Gusdurian Peduli Berbagi Bahan Pokok di Masa Sulit

0
1351
Relawan membagikan paket bahan makanan pokok kepada warga di Poso. Foto : Dok.Alkhairat

“Kita ingin memastikan yang menerima ini adalah yang benar-benar paling terdampak. Kita mengisi kekosongan yang belum disentuh oleh negara, itupun belum cukup. Masih banyak yang belum bisa kita sentuh.”(Martince Baleona)

Jumlah warga miskin di kabupaten Poso yang datanya berbeda-beda sepakat pada satu hal, yaitu semakin banyak warga mengalami kesulitan di masa pandemi. Data BPS  tahun 2018 menyebutnya sebanyak 41,740 orang miskin di Poso,  Sistem Informasi Pemerintah Daerah (SIPD) tahun 2020 yang jumlahnya semakin banyak yaitu 128,564 orang , sementara dinas sosial menyebutkan  jumlahnya 28,451 kepala keluarga. 

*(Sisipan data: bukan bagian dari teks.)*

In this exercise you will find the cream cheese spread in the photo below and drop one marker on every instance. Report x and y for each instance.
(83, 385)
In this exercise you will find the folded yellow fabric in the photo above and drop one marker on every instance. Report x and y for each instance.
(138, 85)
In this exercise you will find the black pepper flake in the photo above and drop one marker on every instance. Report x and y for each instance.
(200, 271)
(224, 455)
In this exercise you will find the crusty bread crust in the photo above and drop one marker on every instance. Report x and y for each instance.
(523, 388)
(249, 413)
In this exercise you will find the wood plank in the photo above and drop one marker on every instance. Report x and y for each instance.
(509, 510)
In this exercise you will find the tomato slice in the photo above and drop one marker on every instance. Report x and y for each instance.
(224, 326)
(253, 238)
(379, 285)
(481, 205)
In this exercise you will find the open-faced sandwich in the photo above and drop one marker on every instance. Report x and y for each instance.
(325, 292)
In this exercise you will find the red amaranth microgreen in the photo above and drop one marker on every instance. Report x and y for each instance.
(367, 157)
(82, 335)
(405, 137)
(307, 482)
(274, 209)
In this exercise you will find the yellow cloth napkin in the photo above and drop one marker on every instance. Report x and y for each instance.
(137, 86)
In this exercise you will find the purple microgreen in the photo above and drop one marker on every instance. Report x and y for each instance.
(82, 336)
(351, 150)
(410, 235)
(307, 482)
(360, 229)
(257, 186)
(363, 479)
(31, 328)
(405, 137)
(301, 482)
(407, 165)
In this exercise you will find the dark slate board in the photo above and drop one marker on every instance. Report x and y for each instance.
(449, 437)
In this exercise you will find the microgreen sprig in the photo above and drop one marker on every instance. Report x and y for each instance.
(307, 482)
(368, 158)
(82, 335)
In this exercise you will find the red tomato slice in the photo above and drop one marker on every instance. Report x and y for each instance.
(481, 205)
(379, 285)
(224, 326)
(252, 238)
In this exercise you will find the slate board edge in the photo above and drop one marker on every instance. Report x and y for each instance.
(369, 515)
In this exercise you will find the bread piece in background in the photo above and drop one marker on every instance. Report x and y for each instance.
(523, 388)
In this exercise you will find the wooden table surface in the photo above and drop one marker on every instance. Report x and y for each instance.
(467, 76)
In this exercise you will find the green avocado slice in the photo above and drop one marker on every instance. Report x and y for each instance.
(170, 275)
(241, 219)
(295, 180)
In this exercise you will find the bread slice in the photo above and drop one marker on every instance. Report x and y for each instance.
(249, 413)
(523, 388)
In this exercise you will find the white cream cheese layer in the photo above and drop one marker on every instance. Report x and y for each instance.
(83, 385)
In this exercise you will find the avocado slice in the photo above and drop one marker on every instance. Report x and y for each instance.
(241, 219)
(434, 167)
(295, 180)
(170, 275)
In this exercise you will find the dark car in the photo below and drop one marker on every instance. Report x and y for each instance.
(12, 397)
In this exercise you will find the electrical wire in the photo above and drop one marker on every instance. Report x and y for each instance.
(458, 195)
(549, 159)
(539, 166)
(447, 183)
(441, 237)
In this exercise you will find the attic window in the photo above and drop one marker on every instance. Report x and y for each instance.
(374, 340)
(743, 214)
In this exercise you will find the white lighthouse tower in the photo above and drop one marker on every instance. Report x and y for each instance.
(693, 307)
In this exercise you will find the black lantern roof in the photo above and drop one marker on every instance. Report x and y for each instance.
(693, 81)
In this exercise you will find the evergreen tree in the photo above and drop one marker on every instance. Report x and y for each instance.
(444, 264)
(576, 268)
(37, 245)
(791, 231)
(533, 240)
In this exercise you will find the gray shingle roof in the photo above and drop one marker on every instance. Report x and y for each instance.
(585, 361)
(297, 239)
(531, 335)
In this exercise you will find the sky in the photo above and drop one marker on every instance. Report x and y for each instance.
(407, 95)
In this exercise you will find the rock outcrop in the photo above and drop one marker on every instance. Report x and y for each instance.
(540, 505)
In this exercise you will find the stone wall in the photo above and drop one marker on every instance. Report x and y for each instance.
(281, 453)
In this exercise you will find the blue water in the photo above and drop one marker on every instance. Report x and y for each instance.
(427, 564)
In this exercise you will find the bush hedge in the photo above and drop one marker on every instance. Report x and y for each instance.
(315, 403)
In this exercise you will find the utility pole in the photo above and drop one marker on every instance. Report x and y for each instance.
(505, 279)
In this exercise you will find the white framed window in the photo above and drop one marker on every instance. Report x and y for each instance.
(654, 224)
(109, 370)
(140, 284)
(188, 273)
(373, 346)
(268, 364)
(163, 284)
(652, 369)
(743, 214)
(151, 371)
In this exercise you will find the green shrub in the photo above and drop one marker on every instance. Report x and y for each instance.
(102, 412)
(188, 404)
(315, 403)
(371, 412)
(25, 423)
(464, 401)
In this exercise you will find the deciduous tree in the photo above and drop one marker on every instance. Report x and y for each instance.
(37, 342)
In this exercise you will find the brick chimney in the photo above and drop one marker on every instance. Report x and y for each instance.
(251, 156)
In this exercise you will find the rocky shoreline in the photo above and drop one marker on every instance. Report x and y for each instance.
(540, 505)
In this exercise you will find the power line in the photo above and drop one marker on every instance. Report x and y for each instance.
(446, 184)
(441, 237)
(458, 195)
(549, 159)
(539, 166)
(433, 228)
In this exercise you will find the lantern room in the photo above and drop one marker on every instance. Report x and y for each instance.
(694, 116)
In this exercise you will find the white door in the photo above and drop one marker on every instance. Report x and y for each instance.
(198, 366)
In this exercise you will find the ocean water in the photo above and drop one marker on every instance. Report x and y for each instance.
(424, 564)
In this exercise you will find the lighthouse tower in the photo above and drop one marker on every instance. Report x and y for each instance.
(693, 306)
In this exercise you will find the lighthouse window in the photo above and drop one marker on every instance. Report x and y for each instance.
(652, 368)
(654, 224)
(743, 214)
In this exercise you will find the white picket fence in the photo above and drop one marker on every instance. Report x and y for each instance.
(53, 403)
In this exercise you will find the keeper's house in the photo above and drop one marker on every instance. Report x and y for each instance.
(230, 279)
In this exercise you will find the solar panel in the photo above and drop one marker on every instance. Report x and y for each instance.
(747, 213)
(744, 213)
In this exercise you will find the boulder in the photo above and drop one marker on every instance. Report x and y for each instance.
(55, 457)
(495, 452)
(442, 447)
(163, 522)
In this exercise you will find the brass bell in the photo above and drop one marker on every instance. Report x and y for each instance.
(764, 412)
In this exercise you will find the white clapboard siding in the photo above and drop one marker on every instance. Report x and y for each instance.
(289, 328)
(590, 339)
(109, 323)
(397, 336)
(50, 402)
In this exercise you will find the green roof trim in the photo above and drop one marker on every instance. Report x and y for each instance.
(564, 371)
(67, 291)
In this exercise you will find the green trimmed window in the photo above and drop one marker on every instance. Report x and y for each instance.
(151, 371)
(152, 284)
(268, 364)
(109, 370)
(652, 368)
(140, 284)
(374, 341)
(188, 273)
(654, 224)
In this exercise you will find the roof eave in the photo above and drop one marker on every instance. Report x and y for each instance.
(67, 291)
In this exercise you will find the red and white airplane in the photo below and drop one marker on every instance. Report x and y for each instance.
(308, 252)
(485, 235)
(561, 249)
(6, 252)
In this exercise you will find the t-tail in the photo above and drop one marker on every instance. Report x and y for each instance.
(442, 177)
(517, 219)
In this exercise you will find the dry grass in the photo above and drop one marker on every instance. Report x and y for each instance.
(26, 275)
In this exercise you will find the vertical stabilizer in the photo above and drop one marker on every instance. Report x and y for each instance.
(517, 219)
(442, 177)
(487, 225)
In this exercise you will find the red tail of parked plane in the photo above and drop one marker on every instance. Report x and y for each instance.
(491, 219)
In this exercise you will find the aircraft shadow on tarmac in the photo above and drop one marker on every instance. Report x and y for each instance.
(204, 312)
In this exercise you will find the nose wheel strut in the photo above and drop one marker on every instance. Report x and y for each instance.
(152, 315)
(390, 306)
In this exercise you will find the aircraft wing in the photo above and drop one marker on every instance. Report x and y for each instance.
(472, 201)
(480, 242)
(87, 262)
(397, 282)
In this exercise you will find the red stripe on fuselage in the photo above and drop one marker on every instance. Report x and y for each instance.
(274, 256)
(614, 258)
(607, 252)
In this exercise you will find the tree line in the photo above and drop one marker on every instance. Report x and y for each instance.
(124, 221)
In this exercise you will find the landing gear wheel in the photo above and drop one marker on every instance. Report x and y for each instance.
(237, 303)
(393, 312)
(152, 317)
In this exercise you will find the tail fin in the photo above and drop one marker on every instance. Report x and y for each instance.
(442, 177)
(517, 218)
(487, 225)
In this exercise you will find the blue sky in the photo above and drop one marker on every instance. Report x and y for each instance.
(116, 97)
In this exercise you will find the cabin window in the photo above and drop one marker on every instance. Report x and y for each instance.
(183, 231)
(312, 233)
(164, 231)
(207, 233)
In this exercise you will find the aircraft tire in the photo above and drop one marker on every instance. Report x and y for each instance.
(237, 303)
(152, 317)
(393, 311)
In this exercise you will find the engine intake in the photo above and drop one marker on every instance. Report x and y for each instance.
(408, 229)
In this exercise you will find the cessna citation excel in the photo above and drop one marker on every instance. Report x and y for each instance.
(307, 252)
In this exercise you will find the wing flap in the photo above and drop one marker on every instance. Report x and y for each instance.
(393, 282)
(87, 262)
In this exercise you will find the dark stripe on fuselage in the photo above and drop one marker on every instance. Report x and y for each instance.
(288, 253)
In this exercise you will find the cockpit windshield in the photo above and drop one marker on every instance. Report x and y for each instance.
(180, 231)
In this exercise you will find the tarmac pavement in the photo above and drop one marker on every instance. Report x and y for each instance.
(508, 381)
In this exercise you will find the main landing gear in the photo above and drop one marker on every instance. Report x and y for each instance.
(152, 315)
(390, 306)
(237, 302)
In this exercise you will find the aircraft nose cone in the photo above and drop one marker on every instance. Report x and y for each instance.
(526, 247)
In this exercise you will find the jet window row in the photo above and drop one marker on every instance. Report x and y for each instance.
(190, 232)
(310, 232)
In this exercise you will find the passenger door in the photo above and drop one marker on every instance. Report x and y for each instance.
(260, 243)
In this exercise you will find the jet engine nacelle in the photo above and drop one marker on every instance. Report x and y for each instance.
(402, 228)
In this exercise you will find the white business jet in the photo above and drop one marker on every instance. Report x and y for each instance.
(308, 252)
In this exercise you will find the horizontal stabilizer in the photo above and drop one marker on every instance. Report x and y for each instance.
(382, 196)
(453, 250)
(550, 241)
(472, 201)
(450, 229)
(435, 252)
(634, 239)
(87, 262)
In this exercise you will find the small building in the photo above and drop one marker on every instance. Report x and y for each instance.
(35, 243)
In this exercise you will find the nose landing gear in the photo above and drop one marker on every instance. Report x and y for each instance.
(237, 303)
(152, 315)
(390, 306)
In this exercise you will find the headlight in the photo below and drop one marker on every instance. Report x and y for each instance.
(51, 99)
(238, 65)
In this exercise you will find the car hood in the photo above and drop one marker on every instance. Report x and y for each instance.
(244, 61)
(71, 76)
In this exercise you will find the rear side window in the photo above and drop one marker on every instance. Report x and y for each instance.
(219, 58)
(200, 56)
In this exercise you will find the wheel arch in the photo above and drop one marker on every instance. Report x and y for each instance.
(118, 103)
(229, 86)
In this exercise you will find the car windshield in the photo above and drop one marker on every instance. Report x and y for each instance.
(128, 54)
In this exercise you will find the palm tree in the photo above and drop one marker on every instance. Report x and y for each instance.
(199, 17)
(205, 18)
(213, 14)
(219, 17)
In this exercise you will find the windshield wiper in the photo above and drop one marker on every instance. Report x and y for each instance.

Yang pasti, BLT dari kementerian sosial diberikan hanya untuk 11,560 orang yang sudah tercatat sebagai keluarga miskin di kabupaten Poso. Jumlah itu belum termasuk orang yang jatuh miskin akibat Pandemi Corona, karena data itu dibuat sebelum wabah datang. Jika ditambah sekitar 4,809 kk dari program BLT dana desa, masih ada sekitar 12,082 orang miskin lain. Tapi ini adalah statistik yang belum tentu menggambarkan kondisi sesungguhnya. 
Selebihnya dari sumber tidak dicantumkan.